‘Rendezvous in Chicago’ Shares Three Tales on Love’s Beginning, Middle and End on July 9
July 6, 2021 Leave a Comment
Love is in the air Friday, July 9 on Director’s Cut! Well, in a manner of speaking. Joining us in the studio is director Michael Glover Smith, who discusses his film, Rendezvous in Chicago. This film explores three distinct stages of relationships, which Smith breaks down into three phases: beginning, when things are exciting and new; middle, where there is a comfort level between lovers; and end, when things can really go south in front of the entire neighborhood!
Smith tells his story using three short vignettes to explore the various stages. In the first stage, we meet two grad students who meet in a bar, and after some initial verbal awkwardness, end up in a unique game of strip poker centered around the writings of Dostoevsky. Typical first date, am I right? Who’s with me? Is this mic on? It’s a fun piece with some awkward banter between two potential mates and has a nice button on the end of the scene.

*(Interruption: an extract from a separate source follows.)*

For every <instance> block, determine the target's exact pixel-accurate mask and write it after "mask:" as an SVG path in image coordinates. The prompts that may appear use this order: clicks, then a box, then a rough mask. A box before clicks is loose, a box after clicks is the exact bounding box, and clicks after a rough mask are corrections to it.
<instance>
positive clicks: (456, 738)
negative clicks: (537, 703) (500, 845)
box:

The second stage centers around two men in a relationship. One of them tries to find the right time to pop the question as they have an in-depth conversation drawing comparisons between the way people start to resemble their pets. Phase two showcases the familiarity couples who are well invested in their co-habitative relationships enjoy.
The third stage is where the gloves come off, or should I say the belongings are tossed out the window — is that a phrase? It should be because it perfectly describes the phase of a relationship where two people are past a point of no return. The only way it can end is badly. This was my personal favorite vignette to watch as Julie, played by Nina Ganet, erupts after walking in on her boyfriend with another woman. She is a presence and has good command of this particular chapter of the film as she is alone for much of it. All three stories are shot with Chicago as the backdrop, which provides lovely scenery and provides good natural and at times romantic production value.

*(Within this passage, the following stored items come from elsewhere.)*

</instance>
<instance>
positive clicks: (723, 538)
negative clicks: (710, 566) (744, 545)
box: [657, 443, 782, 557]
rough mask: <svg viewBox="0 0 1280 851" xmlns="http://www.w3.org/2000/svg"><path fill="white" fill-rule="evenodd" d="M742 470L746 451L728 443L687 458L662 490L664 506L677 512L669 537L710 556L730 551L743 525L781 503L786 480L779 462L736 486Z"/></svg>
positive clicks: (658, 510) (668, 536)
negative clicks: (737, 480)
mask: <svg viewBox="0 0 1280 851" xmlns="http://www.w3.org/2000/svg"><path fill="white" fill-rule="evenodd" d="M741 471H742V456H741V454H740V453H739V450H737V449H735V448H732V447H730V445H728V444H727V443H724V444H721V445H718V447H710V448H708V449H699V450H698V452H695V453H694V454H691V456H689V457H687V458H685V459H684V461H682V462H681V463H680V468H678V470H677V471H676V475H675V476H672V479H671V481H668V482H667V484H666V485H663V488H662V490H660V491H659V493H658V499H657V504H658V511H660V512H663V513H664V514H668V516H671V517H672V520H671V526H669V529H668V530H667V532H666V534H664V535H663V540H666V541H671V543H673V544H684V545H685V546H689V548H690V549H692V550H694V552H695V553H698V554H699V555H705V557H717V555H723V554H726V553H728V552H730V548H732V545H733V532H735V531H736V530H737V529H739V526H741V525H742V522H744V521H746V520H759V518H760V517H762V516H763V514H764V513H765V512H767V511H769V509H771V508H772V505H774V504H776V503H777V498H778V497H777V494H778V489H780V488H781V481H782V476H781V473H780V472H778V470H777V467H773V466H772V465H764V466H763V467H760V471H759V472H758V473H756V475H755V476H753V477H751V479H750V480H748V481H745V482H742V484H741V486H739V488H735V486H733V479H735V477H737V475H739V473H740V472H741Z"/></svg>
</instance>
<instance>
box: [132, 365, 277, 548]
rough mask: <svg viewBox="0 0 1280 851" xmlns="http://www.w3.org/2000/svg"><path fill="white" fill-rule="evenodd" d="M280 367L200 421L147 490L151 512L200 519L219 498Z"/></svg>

Smith hails from North Carolina, but has lived in Chicago for years and teaches film at Columbia College. His writing is rooted in his own experiences, although he had no comment on the strip poker scene when pressed for details. During our chat, he said that living in Chicago has made him fall more in love with movies, and he gives a great answer when I ask him to elaborate.

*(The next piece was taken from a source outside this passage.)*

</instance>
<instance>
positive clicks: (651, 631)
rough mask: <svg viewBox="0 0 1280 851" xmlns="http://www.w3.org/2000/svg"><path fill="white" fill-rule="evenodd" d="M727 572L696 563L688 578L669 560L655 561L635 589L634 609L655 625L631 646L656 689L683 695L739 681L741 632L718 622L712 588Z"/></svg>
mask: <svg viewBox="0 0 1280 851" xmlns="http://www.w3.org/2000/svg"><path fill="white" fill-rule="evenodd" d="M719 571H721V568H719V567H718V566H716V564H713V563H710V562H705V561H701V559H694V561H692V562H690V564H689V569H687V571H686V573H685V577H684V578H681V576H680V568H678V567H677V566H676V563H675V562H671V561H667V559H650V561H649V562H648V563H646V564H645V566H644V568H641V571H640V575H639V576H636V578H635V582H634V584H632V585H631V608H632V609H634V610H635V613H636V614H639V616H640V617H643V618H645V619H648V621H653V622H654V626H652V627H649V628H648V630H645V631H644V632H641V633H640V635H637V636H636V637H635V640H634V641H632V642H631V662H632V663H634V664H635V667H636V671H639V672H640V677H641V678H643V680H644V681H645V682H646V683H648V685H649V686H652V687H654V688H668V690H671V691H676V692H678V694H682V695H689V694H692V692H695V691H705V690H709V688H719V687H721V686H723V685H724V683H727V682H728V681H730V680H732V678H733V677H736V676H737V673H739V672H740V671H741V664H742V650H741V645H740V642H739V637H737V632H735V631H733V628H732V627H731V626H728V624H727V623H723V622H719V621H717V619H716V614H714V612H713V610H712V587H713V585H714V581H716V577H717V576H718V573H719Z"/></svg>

This is Smith’s third film about relationships. So by this time, he is well versed in film and the live theater of romantic couplings. When it comes to his writing, he starts with character as opposed to concept. As much as I love discussing a process with a director on the show, I am equally interested in finding out how other writers approach the screenwriting journey. Yes, every script is a trip! My only issue with Smith is that he included a word in the title of his film that I have to double check every time I type it!
So, spend a summer night with a film that might inspire you regardless of what stage your relationship is in! Grab some popcorn and cuddle up with your budding new love, your leading lady/fella, or the person whose heart you will eventually smash into a million pieces. Join me for some great indie film talk at 10 p.m. Friday, July 9 on Director’s Cut and stick around for Rendezvous in Chicago at 10:30 p.m. on PBS Wisconsin, your home for independent film!